Dawn Primarolo

Minister of State for Public Health 

The Department of Health

Richmond House

79 Whitehall

London SW1A 2NS

Dear Minister,

Re: Women in Northern Ireland Need Equal Right to Abortion

I am writing to urge you to take account of the health needs of women in Northern Ireland and use your position to encourage colleagues to vote in favour of the amendment to the Human Fertilisation and Embryology Bill which calls for the extension of the 1967 Abortion Act to Northern Ireland.

There is no question of Westminster "imposing" abortion on NI; it is already a reality of life here. Each year thousands of Northern Irish women travel to Britain and Europe and pay for private abortions. For women living on low incomes, an unwanted pregnancy can leave them in a desperate situation -which is perhaps why 11% of Northern Irish GP's told a Middlesex University survey that they had seen the results of amateur abortions. 

The time it takes women to find enough money to have an abortion means that women from here are three times more likely than British women to have abortions after 20 weeks.

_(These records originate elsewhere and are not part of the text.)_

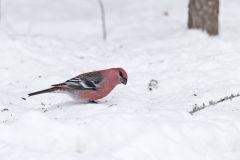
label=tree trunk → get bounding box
[188,0,219,36]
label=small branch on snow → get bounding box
[189,93,240,115]
[98,0,107,40]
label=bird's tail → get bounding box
[28,87,59,97]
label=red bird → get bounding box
[28,68,128,101]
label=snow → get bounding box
[0,0,240,160]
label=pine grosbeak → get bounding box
[28,68,128,101]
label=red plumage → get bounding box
[29,68,128,101]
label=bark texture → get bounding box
[188,0,219,36]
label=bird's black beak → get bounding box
[120,77,127,85]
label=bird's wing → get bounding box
[53,72,104,90]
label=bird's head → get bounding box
[115,68,128,85]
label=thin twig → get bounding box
[98,0,107,40]
[189,93,240,115]
[0,0,2,26]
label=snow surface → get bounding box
[0,0,240,160]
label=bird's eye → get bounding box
[119,71,123,77]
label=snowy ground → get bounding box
[0,0,240,160]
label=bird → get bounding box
[28,68,128,102]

However, thousands of others are forced to continue pregnancies they find intolerable. This includes women pregnant as a result of rape and sexual abuse. NI's GPs are explicitly prohibited from referring women for NHS abortions in Britain.

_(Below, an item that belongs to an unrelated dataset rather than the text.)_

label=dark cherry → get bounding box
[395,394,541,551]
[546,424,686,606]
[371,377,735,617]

The abortion debate in NI has so far been led by religious fundamentalists who oppose not only abortion but all aspects of reproductive choice, including sex education. Just because people in NI vote along confessional lines does not mean they live their lives according to the edicts of the religions concerned. More than half (58 percent) of all births in Belfast last year were to unmarried parents. 

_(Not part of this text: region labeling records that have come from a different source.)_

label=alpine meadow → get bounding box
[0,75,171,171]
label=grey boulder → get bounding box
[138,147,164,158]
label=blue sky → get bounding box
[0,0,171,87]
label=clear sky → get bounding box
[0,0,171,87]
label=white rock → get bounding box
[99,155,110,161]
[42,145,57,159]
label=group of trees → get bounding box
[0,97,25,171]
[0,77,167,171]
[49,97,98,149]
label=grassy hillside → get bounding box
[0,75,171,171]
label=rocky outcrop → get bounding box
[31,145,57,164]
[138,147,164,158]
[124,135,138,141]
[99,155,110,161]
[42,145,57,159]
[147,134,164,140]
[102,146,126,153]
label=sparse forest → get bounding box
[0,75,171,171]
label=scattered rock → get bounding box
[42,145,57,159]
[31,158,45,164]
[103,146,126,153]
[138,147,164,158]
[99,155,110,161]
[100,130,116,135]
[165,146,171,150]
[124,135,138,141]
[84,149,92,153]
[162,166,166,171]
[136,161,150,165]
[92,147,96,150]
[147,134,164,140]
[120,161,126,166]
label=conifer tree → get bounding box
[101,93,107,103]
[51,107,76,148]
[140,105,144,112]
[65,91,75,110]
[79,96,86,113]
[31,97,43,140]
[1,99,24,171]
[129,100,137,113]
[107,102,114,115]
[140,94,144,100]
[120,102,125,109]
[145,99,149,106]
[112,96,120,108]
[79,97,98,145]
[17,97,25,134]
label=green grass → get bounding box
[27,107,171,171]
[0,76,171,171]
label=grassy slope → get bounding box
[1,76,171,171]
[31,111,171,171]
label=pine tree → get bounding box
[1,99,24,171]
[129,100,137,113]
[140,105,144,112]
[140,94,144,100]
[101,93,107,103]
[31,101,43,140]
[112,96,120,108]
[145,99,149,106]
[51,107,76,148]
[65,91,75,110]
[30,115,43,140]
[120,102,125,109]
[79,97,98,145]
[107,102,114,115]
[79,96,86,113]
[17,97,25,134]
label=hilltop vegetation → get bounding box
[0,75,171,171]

Over ten years ago, when the Brook Advisory Centre was established in Belfast, traditionalists said they would close it down. It's still there and has extended its services to other parts of the region. Those who opposed the introduction of civil partnerships could not sustain a campaign once the law was passed. 

All of NI's largest unions support extension of the Act. In most cases, this policy has been voted on at branch level and then endorsed by Irish or NI regional conferences -a more democratic approach than that of the political parties who stand for election on sectarian lines and then tell us we've voted for their position on abortion.  

So, I urge you again, please extend the Abortion Act to NI and, 40 years after women in Britain, let women here have the right to choose.